The Spontaneous Encounter Theory suggests that accidental run-ins in an office environment breed innovation because people exchange information they wouldn’t otherwise have during meetings and other formal communications.
These are completely lost in the Zoom-infused world of WFH. So, because of the limitations, it’s incumbent on organizations to actively design employee and team experiences where these sorts of casual but still critical interactions can readily happen.
Researchers at Harvard Business School have found a potential solution: host “virtual water cooler” events. Water cooler events are both informal and synchronous and can be facilitated via teleconference (i.e., Zoom). As a testament to the power of these seemingly trivial events, the researchers’ field experiment at a large global organization found that WFH interns who attended a virtual water cooler with senior managers were significantly more likely to receive offers for full-time employment and achieve higher weekly performance ratings.

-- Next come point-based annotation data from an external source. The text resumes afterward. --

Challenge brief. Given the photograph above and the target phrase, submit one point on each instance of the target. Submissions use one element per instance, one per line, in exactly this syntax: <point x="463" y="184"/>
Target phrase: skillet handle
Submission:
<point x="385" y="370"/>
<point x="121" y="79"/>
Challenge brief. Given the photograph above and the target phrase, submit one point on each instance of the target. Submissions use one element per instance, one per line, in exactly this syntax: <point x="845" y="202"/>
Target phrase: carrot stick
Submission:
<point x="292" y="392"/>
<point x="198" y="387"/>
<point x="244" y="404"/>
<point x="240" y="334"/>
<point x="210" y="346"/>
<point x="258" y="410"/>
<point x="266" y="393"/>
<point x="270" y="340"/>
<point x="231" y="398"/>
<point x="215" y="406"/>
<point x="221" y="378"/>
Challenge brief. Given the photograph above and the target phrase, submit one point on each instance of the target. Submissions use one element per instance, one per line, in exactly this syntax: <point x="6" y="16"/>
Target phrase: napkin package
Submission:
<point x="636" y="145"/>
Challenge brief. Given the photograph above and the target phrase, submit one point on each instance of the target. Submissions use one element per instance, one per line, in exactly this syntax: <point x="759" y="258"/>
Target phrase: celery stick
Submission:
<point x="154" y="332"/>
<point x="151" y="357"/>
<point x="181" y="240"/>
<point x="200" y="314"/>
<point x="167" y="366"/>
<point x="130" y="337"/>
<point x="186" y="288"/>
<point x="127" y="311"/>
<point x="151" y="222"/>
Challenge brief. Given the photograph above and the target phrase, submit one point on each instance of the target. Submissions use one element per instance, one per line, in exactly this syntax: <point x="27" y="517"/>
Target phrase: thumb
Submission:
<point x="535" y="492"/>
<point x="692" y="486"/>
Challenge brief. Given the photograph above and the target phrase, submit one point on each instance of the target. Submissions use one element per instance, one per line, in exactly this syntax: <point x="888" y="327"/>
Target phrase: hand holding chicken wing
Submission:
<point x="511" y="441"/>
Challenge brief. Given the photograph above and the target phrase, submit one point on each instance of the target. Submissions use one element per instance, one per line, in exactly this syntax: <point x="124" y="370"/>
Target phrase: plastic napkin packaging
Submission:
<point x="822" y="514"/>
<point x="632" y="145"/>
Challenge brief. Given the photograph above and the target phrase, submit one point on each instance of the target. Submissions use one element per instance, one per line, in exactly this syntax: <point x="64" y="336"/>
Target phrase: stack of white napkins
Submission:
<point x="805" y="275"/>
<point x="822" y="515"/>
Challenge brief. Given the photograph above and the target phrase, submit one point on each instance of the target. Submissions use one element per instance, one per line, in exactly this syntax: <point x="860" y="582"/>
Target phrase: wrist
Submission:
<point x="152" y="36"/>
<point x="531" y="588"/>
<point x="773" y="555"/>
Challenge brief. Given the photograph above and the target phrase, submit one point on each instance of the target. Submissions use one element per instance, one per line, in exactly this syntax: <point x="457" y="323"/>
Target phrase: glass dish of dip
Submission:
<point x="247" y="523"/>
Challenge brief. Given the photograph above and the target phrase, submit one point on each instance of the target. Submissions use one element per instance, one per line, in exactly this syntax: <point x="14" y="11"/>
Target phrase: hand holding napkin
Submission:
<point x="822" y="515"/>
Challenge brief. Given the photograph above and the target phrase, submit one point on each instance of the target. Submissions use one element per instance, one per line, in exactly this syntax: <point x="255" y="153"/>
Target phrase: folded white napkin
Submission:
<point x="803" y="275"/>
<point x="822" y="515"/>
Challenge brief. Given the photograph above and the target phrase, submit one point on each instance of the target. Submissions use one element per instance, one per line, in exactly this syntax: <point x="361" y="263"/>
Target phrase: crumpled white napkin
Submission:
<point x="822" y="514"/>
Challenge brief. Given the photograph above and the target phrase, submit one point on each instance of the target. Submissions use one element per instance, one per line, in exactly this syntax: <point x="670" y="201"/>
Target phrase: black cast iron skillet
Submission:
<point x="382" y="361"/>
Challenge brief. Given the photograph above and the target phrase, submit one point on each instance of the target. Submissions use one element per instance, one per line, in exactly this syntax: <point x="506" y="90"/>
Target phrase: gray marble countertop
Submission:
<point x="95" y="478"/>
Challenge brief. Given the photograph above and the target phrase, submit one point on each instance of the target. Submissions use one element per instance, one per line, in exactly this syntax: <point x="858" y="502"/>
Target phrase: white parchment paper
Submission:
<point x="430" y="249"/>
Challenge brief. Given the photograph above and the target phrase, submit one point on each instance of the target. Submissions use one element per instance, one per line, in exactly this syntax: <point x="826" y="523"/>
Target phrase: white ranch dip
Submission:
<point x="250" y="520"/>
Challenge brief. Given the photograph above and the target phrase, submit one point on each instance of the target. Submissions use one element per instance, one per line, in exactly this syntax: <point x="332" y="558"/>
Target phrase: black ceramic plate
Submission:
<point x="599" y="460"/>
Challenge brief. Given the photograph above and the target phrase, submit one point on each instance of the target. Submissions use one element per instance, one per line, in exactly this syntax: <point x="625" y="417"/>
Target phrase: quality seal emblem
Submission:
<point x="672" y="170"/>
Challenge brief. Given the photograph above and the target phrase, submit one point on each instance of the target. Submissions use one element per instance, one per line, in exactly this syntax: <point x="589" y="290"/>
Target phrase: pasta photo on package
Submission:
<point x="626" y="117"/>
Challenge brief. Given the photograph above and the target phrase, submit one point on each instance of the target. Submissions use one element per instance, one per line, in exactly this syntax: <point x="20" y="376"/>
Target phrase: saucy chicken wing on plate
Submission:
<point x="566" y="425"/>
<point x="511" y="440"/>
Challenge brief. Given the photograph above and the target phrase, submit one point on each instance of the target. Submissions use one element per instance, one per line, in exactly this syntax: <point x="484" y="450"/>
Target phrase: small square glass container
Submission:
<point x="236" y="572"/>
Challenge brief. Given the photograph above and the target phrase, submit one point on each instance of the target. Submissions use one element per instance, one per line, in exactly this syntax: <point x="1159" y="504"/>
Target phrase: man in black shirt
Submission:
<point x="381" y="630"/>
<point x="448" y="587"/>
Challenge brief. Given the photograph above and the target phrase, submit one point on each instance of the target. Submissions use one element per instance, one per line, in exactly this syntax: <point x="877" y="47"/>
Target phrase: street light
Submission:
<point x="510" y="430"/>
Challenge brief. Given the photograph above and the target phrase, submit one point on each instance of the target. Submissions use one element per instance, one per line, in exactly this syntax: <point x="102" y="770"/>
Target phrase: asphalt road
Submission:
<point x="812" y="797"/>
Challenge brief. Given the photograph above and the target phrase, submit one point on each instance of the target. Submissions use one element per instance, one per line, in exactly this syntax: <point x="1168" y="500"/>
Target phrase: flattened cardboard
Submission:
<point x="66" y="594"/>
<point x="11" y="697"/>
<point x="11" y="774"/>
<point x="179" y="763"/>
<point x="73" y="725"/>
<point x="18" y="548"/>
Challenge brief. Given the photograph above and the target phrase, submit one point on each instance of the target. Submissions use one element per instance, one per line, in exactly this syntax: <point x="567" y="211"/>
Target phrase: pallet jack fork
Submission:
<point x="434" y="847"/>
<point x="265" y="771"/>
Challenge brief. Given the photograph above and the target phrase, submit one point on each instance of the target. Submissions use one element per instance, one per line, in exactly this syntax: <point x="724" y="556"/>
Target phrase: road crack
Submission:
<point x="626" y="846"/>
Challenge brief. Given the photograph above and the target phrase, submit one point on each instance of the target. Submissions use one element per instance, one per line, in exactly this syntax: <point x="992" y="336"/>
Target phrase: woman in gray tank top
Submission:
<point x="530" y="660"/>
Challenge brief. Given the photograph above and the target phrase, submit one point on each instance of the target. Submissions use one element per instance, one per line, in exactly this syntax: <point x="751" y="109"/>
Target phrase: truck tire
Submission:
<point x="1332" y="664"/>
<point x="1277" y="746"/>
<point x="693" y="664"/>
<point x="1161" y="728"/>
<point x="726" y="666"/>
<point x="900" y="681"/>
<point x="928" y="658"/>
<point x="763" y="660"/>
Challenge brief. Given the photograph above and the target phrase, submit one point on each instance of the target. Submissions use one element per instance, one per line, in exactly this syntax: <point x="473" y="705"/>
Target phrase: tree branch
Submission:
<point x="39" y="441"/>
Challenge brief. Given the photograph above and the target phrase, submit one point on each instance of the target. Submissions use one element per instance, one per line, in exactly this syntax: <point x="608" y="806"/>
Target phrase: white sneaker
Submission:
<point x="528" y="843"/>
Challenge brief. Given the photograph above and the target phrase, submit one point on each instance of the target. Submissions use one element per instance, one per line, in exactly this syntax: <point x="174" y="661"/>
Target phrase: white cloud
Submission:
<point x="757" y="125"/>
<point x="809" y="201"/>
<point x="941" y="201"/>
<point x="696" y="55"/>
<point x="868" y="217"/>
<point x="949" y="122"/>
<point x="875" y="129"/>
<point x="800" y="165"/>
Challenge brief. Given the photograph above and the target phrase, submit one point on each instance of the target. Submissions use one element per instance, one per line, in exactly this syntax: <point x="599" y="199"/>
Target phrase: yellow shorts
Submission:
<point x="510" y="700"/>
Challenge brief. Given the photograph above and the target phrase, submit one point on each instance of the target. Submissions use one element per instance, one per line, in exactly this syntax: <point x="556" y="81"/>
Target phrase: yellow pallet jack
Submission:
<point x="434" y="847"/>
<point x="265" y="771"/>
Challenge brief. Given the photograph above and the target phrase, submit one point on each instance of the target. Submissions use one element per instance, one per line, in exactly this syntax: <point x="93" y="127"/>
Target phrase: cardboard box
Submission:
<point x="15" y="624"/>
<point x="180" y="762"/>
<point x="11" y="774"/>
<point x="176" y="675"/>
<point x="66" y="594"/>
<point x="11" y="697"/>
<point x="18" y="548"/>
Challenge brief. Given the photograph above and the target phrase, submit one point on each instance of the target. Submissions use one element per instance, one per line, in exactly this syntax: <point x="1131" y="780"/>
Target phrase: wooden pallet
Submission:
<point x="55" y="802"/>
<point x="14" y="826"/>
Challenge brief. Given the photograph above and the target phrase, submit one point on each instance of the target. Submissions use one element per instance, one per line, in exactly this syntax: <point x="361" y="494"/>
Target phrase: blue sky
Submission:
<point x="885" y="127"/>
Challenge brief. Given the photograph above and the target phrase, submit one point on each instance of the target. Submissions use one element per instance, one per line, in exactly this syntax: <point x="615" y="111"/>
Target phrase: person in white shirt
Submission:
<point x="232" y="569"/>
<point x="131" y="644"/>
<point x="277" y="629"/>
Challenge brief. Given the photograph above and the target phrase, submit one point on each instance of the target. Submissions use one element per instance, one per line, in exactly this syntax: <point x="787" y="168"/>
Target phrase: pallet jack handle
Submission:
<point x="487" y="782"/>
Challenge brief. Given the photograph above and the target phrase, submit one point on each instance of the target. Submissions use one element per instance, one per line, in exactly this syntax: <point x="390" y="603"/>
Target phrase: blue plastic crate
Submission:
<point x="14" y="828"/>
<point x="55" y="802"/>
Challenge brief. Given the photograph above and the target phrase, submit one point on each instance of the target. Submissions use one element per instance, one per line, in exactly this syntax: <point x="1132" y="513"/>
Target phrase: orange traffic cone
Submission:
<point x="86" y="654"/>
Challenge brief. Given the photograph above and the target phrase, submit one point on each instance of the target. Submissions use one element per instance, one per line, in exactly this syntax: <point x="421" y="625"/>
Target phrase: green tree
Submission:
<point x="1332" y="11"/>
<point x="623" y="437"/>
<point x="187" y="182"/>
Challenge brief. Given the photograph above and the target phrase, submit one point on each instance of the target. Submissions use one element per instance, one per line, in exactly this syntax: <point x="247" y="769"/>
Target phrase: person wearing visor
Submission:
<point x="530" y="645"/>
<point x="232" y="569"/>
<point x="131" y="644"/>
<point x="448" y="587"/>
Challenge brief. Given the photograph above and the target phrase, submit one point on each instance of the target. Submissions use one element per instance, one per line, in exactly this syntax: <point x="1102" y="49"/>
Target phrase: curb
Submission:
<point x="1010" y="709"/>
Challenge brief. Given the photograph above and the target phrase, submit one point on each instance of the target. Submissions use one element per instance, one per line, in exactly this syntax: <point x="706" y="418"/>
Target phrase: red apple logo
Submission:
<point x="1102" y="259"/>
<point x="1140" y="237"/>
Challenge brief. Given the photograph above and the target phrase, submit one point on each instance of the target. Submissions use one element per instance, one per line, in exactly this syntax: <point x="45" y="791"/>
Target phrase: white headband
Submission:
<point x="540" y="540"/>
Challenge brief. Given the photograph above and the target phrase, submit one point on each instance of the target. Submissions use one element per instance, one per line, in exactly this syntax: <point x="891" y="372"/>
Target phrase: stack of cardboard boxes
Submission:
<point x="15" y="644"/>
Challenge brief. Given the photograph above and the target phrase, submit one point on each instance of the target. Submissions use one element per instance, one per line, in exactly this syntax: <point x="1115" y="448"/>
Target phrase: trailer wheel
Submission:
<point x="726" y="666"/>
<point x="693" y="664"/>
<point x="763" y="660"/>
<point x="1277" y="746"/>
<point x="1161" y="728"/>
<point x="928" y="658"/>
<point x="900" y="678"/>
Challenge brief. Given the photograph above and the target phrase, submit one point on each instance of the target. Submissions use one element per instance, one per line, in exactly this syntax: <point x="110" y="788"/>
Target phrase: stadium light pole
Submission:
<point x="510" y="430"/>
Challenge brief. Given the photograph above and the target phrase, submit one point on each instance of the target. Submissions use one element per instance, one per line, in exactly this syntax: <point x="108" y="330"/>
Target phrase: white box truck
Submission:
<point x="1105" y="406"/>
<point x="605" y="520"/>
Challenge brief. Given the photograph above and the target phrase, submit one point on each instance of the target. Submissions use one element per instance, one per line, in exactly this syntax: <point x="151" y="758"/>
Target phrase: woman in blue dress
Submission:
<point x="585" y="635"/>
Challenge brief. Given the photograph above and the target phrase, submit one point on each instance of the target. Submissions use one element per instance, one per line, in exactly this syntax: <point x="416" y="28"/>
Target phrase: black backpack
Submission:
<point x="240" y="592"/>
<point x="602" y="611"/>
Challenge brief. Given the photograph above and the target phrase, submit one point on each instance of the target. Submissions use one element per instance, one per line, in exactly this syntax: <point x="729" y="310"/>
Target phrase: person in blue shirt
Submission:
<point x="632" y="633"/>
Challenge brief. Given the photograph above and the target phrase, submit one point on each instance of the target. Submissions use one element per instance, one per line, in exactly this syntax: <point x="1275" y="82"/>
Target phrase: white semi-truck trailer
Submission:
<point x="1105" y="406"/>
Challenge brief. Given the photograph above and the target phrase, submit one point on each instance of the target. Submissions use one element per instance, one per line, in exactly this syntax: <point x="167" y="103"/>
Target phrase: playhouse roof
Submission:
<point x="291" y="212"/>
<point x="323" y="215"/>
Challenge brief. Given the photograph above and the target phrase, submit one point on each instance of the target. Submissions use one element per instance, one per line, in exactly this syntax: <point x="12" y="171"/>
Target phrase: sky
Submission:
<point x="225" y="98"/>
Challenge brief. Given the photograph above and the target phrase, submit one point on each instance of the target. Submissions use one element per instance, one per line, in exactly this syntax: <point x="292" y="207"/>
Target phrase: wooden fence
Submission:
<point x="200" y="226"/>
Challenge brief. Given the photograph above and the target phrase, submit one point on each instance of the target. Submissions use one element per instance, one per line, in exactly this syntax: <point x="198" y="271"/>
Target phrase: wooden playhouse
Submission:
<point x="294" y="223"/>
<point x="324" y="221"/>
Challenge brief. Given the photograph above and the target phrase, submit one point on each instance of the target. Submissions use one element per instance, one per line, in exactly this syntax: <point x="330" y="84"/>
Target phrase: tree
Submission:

To facilitate virtual water cooler events, HR professionals can randomly assign employees (across functional units and hierarchical levels) into groups of three to four and incorporate these informal sessions directly into employees’ weekly calendars. To encourage participation, consider offering a gift card to purchase food or drink to consume during the session.
But what about Zoom fatigue? Is it really that wise to schedule yet one more virtual meeting? The fatigue aspect comes from the fact that the psychological reaction we adopt in our usual work meetings is a ‘face-to-face competitive’ stance. More informal events like these encourage a ‘side-by-side collaborative’ stance which isn’t so mentally depleting.